Readers can hop, skip and jump around the book, adding some "playful fizz" to their days or, to focus on a particular project, move through the book in order, as the author recommends. I particularly enjoyed the "Quirky Quiz" which revealed I am most at home in the Skip phase. The Skip phase is where many creative people find themselves consistently trying different things, experimenting, getting started with something new but not finishing it, following spontaneous impulses as they arise." But, she points out, truly enjoying the freedom of these experimenting phases can "build successful momentum."
The Hop phase focuses on dreaming, brainstorming, planning and visioning. The Jump phases focuses on conscious action and completion.
Each chapter of the book begins with a Fun Fact followed by questions to help readers reflect on their specific play process. Top Ten Lists are humorous and sprinkled throughout the book.
Makridakis has created her own terms as well as fresh approaches to play, so there are haikoodles, which are haiku about play and include words and doodles. AcroWhims are whimsical acronyms and Manifestagrams are anagrams with manifesting powers. Rearrange a word to playfully reveal an important message.
Readers may feel silly doing some of these things, but that's good. Feeling silly helps relieve some stress and release some ideas. Readers are encouraged to pick an exercise that sounds the most inviting to them. In the Hop stage for instance, there's an exercise for a self-interview. It's meant to be from a point in the future when the readers have manifested their current desires. Makridakis says people can do it while in the shower or when driving in a car by themselves so they can talk out loud.
In the Skip Phase, I really liked Creative Cartography. Rather than a preconceived pathway of my plans, this map is "a daring diary of your adventures." I have taken to drawing wavy lines in my journal and writing comments about daily occurrences and reactions to them.
Makridakis includes games her son Kai invented from his own play. He called one particular game Most Valuable for the Day. It was about collecting objects and determining which was the most valuable of the day. Makridakis turned that into a focus-finding list, which is always valuable for getting things done.

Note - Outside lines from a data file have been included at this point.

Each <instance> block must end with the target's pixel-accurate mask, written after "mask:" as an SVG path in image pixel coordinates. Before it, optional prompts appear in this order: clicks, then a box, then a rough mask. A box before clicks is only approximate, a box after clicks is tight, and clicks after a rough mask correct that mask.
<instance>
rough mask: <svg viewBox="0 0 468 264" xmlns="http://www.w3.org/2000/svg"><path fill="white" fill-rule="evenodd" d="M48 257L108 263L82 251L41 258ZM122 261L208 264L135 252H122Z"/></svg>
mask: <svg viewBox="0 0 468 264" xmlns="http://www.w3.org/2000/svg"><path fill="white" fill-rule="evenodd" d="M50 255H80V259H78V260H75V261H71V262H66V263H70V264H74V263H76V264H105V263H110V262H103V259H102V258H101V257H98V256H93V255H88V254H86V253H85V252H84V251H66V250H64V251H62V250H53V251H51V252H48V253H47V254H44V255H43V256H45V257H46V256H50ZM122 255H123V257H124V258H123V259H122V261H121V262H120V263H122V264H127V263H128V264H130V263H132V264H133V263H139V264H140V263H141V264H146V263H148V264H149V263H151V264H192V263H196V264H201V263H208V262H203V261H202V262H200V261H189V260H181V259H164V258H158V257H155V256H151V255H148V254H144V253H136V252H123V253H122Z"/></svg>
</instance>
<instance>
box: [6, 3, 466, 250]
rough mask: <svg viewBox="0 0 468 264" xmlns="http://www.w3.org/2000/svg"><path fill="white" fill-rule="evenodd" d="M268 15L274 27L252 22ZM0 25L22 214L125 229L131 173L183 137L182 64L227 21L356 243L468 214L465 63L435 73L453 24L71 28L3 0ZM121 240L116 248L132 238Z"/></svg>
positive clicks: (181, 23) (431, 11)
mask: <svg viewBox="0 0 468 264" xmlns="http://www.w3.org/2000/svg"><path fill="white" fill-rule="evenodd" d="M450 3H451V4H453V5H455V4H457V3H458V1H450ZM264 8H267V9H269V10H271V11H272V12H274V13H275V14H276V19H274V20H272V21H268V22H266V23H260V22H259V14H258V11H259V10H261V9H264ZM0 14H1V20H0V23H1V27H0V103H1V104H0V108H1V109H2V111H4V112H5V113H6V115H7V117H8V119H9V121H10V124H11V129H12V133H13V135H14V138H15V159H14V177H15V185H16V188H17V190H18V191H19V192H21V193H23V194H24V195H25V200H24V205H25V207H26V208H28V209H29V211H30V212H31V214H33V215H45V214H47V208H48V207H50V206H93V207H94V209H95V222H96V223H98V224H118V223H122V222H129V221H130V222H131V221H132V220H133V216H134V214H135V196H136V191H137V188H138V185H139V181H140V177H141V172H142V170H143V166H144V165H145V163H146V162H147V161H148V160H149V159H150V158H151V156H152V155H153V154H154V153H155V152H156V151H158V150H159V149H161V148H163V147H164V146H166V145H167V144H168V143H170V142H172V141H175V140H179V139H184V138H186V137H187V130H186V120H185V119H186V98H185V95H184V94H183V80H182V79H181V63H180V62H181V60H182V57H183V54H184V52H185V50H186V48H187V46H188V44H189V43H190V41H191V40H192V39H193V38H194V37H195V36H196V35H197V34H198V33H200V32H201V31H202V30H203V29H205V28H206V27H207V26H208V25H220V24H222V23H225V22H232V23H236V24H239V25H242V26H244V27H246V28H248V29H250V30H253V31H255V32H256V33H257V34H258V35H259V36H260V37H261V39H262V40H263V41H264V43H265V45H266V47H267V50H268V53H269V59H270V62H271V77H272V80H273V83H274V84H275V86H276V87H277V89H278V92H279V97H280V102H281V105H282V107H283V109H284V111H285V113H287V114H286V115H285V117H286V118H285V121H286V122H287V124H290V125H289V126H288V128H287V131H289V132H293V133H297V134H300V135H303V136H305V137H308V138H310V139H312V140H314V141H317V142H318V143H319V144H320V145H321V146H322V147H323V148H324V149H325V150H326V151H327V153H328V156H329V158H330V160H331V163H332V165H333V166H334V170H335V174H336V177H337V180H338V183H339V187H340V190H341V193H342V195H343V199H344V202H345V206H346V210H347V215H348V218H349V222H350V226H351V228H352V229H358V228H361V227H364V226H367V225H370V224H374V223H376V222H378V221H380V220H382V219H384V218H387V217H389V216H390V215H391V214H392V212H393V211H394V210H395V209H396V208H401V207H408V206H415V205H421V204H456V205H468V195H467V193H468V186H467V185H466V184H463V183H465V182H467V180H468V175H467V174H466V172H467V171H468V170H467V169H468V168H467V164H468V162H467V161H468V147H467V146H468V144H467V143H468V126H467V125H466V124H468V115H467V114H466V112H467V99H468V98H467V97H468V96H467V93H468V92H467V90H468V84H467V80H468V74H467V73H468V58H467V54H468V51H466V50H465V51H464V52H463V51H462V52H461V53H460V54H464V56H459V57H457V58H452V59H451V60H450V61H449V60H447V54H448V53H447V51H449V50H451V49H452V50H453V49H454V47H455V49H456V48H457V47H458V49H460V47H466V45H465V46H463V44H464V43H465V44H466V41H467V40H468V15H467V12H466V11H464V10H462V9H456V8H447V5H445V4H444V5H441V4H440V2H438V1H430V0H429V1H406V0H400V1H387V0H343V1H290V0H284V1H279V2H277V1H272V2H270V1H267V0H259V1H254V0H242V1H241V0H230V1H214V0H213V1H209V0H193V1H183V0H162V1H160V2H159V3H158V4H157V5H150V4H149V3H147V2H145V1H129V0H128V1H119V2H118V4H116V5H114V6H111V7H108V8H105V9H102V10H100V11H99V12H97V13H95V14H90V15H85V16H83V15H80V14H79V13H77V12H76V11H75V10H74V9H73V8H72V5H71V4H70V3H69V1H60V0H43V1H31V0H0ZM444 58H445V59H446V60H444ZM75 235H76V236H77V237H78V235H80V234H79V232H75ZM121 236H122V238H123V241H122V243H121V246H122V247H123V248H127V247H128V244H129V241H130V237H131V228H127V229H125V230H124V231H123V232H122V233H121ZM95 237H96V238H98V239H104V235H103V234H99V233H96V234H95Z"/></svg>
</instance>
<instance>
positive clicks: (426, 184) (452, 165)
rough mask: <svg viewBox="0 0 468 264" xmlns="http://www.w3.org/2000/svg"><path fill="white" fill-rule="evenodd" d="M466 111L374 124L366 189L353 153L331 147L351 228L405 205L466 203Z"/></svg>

Play helped to write Hop, Skip Jump: 75 Ways to Playfully Manifest a Meaningful Life. Makridakis wore her fanciest jewelry with her pajamas, and built a fort with her six-year-old son. As she says, "Play is many things, but it is never stuck, still, or stagnant. The secret is simple: what moves us is what moves us, which just means what moves us emotionally is what moves us to action. I believe in a world where work feels like play, and while it's not always as easy as I'd like, I try to spend as much time there as possible."